Ideas—It’s a powerful thing to come up with a good idea. It often requires alertness, the ability to see a situation, and an understanding of the people involved. Anyone in a congregation can express the power of a good idea. But pastors are sometimes hesitant to listen to or acknowledge the ideas that come from within a congregation. Pity the poor congregation with a pastor who thinks he or she must come up with all the good ministry ideas! If you develop the capacity to draw forth good ideas from all kinds of people, you’ll become a more powerful person, and your congregation will be a healthier and more powerful place.
Decision-making—It’s a powerful thing to be asked to make decisions. Sometimes pastors and church leadership groups make important decisions without consulting the people who will be most directly affected by those decisions. Pity the poor congregation where this happens very often! It will lead to apathy, pain, resentment or perhaps even rebellion. A better way is to consult carefully with the people who will need to carry out a project or a ministry venture, involving them in a significant way in making that decision. You will gain power as you learn to enlarge the decision-making circle in your church without getting mired down in endless discussion or unnecessary details. Great amounts of energy are released in a congregation where people have a significant role in shaping their own ministry and contribution to the church.
Implementation—It’s a powerful thing to be able to carry out the decisions that a congregation or a group within it has made. In fact, this is where most projects or ministries ultimately succeed or fail. Unpaid volunteers especially have the freedom to refuse to carry out a decision that makes no sense to them. This is like the power of the picket line, bringing work to a halt. Even salaried pastors can stall a project or alter a ministry venture for which they have little enthusiasm. But great energy is released when the people who are asked to implement a venture have intrinsic motivation to do the task, not just talk about it.
Evaluation—It’s a powerful thing to be able to evaluate decisions or ministry ventures. Although pastors are at times hesitant to do so, they can often increase their power and influence by inviting feedback and critique regarding the way things are going in a congregation. Otherwise, much ineffective ministry can go on, and there is little basis for positive change. The process of appreciative inquiry can be a particularly helpful way to increase the emphasis on positive evaluation. Pastors often gain power as they provide the opportunity for critique, especially from the people who are most affected by a particular project or ministry. Only where criticism is welcomed and embraced can there be laudable change.
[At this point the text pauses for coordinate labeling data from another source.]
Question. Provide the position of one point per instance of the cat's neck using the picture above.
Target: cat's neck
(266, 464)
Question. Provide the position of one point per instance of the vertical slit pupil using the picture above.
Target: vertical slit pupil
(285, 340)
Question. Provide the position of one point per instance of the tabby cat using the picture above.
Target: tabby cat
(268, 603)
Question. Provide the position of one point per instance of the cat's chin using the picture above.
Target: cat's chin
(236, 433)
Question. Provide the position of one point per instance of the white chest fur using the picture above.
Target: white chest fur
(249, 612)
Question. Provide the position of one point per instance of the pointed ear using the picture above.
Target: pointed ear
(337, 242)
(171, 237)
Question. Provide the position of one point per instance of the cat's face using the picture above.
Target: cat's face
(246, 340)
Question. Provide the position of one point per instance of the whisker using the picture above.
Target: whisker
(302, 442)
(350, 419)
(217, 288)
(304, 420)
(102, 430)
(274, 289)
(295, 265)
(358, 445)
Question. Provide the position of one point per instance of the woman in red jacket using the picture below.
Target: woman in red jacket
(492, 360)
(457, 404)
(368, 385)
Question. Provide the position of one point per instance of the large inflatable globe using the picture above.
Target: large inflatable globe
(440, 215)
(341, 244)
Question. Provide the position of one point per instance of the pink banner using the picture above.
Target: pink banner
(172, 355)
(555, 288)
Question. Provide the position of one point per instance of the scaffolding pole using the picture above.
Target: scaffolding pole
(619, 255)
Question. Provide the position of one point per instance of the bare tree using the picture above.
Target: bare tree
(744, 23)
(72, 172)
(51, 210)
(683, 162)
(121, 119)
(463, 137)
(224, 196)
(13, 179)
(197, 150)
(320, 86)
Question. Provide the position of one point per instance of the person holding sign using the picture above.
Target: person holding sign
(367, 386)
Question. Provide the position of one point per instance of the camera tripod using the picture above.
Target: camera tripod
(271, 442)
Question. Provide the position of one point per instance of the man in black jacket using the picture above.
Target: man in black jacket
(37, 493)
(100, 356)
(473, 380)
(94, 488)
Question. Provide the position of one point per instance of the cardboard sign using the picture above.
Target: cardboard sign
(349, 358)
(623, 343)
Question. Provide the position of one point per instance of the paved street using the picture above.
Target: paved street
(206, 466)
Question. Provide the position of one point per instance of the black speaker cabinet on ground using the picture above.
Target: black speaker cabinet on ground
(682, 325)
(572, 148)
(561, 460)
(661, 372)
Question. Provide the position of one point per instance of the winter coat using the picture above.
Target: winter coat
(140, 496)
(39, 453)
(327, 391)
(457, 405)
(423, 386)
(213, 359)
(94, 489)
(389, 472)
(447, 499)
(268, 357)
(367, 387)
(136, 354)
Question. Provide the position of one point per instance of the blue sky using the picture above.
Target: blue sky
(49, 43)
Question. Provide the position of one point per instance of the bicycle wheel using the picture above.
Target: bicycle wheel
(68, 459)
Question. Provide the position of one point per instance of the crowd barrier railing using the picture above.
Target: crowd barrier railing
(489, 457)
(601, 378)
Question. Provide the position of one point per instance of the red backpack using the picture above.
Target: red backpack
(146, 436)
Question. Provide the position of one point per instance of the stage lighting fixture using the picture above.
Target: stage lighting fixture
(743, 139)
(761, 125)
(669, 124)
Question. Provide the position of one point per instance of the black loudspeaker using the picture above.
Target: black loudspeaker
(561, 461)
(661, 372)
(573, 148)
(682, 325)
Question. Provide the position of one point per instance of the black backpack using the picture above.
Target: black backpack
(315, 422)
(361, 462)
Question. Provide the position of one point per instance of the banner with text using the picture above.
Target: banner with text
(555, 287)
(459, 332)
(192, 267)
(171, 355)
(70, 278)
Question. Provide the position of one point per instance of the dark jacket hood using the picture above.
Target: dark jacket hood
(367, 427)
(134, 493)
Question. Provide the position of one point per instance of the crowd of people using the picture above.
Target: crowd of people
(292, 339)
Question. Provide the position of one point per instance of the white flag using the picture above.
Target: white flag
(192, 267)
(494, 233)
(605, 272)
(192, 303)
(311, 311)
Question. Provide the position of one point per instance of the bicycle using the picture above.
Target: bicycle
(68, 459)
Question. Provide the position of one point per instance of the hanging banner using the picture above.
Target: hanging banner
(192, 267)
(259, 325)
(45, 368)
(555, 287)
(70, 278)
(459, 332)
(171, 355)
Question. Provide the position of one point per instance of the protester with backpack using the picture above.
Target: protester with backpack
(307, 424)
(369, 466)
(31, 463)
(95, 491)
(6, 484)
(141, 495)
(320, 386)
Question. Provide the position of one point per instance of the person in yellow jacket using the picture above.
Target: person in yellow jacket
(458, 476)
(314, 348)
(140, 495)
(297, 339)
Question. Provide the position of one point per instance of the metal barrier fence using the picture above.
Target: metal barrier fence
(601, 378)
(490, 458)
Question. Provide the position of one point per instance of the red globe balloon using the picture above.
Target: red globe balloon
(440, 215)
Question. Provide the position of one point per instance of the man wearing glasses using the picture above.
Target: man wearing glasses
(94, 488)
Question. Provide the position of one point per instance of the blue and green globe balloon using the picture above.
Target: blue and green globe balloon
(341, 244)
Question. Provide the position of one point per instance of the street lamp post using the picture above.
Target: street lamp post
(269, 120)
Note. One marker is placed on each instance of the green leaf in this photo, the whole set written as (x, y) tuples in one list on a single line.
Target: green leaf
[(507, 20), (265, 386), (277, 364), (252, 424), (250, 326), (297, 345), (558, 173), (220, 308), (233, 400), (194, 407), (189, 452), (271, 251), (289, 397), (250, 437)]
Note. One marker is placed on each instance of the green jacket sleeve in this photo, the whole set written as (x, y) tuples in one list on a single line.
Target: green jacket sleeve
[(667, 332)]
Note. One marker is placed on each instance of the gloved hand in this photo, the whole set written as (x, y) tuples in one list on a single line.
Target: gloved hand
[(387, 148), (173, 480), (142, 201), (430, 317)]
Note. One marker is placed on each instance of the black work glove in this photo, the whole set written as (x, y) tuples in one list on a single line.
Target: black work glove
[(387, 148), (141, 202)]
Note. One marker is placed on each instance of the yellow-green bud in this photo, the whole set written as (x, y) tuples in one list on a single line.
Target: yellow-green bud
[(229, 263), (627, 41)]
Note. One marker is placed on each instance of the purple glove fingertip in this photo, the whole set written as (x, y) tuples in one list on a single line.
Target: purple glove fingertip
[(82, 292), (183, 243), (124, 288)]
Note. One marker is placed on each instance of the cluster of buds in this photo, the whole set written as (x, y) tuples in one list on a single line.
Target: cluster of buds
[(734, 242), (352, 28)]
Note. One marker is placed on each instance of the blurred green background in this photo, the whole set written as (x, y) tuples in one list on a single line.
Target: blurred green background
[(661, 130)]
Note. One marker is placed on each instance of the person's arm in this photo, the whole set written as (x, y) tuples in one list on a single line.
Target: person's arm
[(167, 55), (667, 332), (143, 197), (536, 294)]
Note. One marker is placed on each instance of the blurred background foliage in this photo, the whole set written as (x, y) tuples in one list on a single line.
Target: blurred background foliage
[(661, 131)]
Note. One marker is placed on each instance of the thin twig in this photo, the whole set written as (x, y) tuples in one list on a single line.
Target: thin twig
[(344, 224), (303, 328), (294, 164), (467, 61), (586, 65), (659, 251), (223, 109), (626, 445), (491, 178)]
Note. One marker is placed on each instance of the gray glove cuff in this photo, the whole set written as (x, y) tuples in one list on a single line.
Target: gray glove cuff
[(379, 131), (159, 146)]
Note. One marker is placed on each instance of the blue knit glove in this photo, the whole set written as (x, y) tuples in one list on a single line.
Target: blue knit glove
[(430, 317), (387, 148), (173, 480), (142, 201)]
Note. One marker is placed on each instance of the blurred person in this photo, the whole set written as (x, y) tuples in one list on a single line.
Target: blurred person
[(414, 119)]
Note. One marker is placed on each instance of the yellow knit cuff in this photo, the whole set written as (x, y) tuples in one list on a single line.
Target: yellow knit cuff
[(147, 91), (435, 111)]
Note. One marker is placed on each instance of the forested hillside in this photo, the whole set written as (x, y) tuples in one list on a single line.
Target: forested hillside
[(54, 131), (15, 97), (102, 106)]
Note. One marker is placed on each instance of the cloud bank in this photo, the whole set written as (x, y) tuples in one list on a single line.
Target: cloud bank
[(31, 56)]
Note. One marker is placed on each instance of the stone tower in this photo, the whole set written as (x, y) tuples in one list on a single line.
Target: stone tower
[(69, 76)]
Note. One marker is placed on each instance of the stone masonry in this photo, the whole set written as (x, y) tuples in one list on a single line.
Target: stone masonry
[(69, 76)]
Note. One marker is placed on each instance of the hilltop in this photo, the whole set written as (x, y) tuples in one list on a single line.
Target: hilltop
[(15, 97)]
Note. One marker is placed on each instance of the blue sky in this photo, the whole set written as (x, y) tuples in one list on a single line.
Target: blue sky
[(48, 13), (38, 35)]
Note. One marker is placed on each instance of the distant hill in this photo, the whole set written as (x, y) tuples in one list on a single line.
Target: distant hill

Note that we have moved around the circle—from initiating an idea, to making a decision, to executing that decision, and then evaluating it. The congregation is most powerful and healthy when a good variety of people from within the congregation can participate in each of these four basic functions. And you as a pastor can exercise power and influence in a healthy way by facilitating this process. Don’t shrink back from exercising the power of sharing power. Start doing it now.